Расставание с Нарциссом. Опыты поминальной риторики
Шрифт:
Неиссякаемым примером его стало не то, что снискало ему наивысшую славу, — беспрерывное воспроизводство себя на потеху шакалам, не эти винные столпы, усеянные розовыми лепестками, но нечто иное, благодаря чему он оказался причастным вертикальной этической перспективе нетеатральных страстей и эмоций. Я имею в виду его устное слово, его устную речь, которая первичнее, фундаментальнее его же письменных текстов. Во всех уайльдовских биографиях сообщается, каким он был гениальным рассказчиком, как он умел околдовывать всех, кто находился возле него, — от герцогинь до блатарей, которым он совершенно по-русски тискал романы в тюремной больнице, — поистине «головокружительный путь Уайльда от искусства салонов, где каждый слышит в других лишь самого себя, к искусству тюрем, где голоса всех арестантов сливаются в общем предсмертном крике, чтобы его услышал человек, убиваемый себе подобными» (Камю). Корней Чуковский в популярном этюде назвал Оскара Шахерезадой, но сам, видать, позабыл, кто же это такая. Мотивировка же ее разговора — нависшая над словом смерть, то есть слово выступает в роли спасителя: предельная логотерапия. Но даже это в уайльдовском случае не самое главное. Потому что лишь тот рассказчик заслуживает именоваться сказителем, кто готов говорить
Уайльд был рассказчиком, то есть Сократом. Они оба обладали мудростью, без устали рассуждали на моральные темы, «концептуализируя», остраняя привычные категории сущего-должного, предпочитали устную речь письменной, а прекрасных юношей — девушкам, обучали молодых людей настоящему благу, вследствие чего оказались в тюряге на нарах, откуда уже не выбрались: кто же скажет всерьез, что измученный Оскар умер не в Рединге, а в задрипанном пансионе на улице под издевательским именем Изящных Искусств. Он не сумел воспитать Платона или, на худой конец, Ксенофонта, и тюремную апологию ему пришлось сочинять самому, зато у него был не только растленный и бессердечный Альфред Дуглас, но и преданный Робби Росс, который опубликовал текст в цепях и оковах. От сократической мудрости наставления, от пешеходной, напиру-возлежащей и повивальной майевтики путь недолог до поисков святости, и Оскар этот путь, несомненно, прошел: ему удалось сохранить себя незамаранным в мутное, грязное время (в 1900-м, в год смерти Уайльда, в знаменитом парижском отеле была всего одна ванная комната, а Стивен Дедалус в «Портрете художника» давил на себе вшей — в Дублине с этим обстояло еще проще), так что не замечаешь ни двусмысленного белья, ни скверных запахов.
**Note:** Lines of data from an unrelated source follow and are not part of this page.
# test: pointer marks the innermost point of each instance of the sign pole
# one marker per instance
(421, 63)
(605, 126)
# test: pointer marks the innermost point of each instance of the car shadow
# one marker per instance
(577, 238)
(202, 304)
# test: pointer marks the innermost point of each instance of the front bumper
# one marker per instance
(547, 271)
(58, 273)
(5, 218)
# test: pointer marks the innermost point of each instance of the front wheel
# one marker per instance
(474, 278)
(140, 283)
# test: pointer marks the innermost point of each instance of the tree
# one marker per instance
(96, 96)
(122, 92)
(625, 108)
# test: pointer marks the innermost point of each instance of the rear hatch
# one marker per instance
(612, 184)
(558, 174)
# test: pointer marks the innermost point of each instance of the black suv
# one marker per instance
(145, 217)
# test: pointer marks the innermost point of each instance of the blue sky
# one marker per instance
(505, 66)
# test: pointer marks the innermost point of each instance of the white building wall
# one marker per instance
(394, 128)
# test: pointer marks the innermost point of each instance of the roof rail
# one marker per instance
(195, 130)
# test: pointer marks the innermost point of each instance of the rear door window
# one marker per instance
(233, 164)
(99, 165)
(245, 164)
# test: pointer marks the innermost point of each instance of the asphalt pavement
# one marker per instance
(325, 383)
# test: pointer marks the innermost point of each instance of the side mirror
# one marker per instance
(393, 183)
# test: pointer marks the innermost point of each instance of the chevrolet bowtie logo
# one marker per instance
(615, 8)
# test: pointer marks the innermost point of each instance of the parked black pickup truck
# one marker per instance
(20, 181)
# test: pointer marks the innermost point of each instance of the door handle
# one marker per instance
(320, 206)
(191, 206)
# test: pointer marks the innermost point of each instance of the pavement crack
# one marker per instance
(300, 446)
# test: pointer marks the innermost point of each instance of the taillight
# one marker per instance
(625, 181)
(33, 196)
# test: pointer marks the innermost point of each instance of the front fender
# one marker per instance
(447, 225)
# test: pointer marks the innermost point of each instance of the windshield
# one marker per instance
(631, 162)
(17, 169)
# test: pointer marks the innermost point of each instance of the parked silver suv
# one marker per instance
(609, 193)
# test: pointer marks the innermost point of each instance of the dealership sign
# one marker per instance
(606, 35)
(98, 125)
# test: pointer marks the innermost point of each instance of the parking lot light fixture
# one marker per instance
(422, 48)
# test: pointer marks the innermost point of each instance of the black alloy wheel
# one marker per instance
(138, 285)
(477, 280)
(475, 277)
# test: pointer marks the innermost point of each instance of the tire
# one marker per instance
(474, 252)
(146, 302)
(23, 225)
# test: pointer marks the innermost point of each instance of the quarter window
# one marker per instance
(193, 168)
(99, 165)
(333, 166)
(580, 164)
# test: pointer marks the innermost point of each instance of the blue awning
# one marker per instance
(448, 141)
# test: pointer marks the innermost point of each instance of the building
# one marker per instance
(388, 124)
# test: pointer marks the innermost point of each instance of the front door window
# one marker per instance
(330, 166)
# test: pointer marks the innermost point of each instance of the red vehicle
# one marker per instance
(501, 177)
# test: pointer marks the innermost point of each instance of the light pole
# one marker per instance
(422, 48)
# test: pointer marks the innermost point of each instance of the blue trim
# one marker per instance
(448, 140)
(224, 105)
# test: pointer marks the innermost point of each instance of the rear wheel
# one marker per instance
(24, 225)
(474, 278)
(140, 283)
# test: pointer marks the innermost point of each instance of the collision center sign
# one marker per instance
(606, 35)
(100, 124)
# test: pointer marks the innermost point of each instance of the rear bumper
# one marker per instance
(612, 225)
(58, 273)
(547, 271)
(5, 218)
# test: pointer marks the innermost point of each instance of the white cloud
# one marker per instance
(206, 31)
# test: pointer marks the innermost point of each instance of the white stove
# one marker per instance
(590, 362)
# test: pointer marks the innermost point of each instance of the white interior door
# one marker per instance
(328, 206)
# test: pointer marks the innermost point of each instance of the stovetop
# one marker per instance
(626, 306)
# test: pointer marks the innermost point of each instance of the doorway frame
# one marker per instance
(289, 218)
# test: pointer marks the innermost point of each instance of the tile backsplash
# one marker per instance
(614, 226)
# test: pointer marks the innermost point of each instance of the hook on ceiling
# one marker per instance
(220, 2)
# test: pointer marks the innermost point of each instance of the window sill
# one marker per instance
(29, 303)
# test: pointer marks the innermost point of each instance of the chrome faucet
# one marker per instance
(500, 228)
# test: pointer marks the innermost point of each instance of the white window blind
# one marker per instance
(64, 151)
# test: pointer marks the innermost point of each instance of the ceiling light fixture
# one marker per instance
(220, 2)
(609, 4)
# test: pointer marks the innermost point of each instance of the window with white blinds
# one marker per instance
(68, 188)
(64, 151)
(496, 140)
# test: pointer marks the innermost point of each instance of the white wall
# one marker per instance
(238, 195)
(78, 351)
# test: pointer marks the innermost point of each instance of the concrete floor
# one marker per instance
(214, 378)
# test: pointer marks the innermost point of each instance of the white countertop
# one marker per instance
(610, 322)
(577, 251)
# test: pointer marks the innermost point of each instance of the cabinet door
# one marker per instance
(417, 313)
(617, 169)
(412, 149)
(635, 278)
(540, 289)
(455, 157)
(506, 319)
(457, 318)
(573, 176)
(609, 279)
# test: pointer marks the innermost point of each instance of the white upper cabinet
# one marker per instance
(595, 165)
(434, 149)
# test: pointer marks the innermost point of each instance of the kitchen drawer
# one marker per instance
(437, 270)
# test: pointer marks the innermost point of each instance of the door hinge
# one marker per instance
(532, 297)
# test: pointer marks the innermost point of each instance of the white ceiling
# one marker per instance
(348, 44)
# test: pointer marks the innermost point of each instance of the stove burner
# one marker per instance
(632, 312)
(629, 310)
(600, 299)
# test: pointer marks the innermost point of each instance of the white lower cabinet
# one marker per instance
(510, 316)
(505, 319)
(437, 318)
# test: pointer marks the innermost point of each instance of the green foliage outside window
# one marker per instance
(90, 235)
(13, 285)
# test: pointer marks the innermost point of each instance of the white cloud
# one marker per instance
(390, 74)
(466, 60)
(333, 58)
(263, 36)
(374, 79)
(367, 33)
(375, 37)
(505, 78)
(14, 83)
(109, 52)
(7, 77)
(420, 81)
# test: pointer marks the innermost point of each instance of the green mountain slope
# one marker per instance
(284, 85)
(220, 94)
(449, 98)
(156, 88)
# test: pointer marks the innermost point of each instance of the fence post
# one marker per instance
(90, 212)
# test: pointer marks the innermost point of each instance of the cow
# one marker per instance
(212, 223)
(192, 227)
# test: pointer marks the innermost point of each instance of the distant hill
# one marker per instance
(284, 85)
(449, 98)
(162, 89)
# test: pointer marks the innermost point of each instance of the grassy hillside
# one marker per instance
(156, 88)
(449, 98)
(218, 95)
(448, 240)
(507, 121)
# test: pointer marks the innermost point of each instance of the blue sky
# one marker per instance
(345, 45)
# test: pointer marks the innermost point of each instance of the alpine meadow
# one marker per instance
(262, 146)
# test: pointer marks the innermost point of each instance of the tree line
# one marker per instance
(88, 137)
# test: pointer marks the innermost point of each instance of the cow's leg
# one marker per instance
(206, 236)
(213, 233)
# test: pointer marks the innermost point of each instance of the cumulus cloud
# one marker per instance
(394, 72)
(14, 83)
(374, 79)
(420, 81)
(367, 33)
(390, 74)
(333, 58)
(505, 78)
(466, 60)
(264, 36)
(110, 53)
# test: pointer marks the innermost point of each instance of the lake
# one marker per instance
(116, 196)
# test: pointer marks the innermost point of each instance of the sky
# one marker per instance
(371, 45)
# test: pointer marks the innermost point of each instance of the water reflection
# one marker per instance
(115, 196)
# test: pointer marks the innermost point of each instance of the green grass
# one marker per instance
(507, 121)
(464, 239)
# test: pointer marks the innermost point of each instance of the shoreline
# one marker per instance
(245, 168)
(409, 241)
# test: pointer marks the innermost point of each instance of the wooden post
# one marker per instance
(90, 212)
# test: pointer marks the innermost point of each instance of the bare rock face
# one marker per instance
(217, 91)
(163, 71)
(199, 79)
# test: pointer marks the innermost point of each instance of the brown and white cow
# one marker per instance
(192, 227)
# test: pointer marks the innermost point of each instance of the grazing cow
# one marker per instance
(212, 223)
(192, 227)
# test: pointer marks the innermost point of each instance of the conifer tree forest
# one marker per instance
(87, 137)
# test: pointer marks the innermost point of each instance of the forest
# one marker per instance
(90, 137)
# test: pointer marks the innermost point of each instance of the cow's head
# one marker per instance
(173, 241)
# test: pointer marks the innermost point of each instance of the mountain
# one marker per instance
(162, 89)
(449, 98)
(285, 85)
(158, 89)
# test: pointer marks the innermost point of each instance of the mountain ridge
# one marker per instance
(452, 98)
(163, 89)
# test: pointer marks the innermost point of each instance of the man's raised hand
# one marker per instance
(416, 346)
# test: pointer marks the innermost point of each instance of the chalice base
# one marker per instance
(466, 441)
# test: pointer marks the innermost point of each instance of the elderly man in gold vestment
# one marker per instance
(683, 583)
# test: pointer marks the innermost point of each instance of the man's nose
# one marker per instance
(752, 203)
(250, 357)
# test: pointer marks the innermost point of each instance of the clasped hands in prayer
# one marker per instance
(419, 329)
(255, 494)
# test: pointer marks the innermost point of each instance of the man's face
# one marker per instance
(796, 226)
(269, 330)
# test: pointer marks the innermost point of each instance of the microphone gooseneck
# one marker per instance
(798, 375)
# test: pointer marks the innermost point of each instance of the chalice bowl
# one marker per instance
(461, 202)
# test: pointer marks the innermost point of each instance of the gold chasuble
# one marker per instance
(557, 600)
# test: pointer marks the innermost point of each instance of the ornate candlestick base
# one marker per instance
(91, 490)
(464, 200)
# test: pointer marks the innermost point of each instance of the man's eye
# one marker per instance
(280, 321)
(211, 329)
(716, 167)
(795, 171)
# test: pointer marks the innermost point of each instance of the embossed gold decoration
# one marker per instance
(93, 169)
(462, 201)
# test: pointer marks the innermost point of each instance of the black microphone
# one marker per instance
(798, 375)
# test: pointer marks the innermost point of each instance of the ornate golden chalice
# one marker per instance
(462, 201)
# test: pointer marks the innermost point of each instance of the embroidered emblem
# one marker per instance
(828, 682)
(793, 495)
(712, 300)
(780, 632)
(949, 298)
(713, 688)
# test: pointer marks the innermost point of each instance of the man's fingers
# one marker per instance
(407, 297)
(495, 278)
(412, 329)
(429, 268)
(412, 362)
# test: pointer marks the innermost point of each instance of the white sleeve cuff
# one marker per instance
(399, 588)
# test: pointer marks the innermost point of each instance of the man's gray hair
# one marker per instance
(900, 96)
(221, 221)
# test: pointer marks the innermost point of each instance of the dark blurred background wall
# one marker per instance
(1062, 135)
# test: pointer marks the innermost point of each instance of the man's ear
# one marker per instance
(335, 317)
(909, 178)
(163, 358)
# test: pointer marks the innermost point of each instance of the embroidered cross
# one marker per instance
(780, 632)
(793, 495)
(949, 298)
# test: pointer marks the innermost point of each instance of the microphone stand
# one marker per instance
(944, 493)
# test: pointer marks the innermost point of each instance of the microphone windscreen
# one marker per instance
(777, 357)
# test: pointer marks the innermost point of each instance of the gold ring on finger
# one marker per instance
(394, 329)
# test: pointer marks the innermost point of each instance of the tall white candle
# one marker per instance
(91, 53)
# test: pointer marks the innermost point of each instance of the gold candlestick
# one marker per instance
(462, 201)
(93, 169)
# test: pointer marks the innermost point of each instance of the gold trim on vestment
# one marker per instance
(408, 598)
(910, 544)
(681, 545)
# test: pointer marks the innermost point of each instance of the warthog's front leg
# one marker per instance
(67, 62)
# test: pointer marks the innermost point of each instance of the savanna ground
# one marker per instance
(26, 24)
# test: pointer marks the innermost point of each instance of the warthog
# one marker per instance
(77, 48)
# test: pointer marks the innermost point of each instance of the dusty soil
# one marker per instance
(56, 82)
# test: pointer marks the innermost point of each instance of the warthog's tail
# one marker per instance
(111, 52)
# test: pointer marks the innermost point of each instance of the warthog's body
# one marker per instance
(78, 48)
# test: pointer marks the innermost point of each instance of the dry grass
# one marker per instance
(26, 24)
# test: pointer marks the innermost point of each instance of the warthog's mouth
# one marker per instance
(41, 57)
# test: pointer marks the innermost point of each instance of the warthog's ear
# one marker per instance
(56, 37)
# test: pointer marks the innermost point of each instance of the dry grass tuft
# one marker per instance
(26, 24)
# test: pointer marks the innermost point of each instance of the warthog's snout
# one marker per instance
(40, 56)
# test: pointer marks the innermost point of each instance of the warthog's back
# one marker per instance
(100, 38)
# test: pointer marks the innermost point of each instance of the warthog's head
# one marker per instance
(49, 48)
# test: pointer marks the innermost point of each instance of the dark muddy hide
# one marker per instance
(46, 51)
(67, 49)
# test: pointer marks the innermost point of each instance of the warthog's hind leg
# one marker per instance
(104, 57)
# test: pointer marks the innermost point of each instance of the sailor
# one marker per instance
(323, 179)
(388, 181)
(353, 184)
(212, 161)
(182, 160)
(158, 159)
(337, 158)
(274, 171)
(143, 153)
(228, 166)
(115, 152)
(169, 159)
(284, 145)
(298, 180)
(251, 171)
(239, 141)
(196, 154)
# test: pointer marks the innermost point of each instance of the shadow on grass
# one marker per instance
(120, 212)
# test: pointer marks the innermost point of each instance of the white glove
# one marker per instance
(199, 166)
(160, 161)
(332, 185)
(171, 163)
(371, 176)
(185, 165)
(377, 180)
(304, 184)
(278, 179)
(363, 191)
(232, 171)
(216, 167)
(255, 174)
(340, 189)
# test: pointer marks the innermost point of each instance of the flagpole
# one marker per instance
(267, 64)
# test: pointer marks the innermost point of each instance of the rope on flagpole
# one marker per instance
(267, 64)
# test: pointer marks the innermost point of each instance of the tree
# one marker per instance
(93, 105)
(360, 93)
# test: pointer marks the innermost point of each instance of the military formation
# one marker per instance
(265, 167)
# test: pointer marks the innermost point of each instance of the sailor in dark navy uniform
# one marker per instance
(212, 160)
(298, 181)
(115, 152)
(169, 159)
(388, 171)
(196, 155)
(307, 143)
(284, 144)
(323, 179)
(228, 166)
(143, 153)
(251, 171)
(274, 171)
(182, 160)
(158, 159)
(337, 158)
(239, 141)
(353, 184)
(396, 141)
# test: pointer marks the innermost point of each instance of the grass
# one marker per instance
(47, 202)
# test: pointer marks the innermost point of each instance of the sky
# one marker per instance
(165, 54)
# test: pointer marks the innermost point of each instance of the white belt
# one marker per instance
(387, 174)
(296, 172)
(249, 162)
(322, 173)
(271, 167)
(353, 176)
Но он был не только рассказчиком, Сократом и гомосексуальным святым. Он также был великим антикапиталистическим борцом с отчуждением (в духе раннего Маркса и раннего Лукача). Он сопротивлялся отчуждению слова от тела. Письменное слово отдалено от породившего его тела, и сомнительными кажутся нынешние потуги утвердить роль «настоящего» текста лишь за письмом, одновременно придав ему соматический статус на том основании, что те же в нем, дескать, телесные выпуклости и пустоты. Слово же устное, неотчужденное слово продолжает вибрировать в гортани и легких рассказчика, оно посреди говорящего организма.
Обретению совершенства предшествует восстановление падшего, избывание им тяжких грехов, так что деяния греха и святости сосуществуют в границах одной души: только отведав порока, можно достичь праведности, не согрешишь — не покаешься. Эта культурная универсалия (подробный анализ ее дан в работе А. Сыркина «Спуститься, чтобы вознестись». Иерусалим, 1993) очень важна для понимания Уайльда, у которого грешник и праведник, то есть прежде всего объединяющий их сказитель тюремных страданий, смотрятся друг в друга (внутрь себя), как в зеркало, словно являя собой лицевую и оборотную стороны листа бумаги, если вооружиться сравнением Ф. де Соссюра, объяснявшего с его помощью двуипостасность языкового знака. Сартр в беспросветно-яйцеголовом философско-психоаналитическом этюде о Жене выделил еще один принципиальный момент, позволяющий говорить о нераздельности этих двух состояний: и согрешающий, и святой одинаково асоциальны, они стоят вне общественных норм, отменяют нормы своими трансгрессивными акциями. Ведь исключение, как заметил другой мыслитель, не подтверждает правило, а служит из него исключением, исключая само это правило.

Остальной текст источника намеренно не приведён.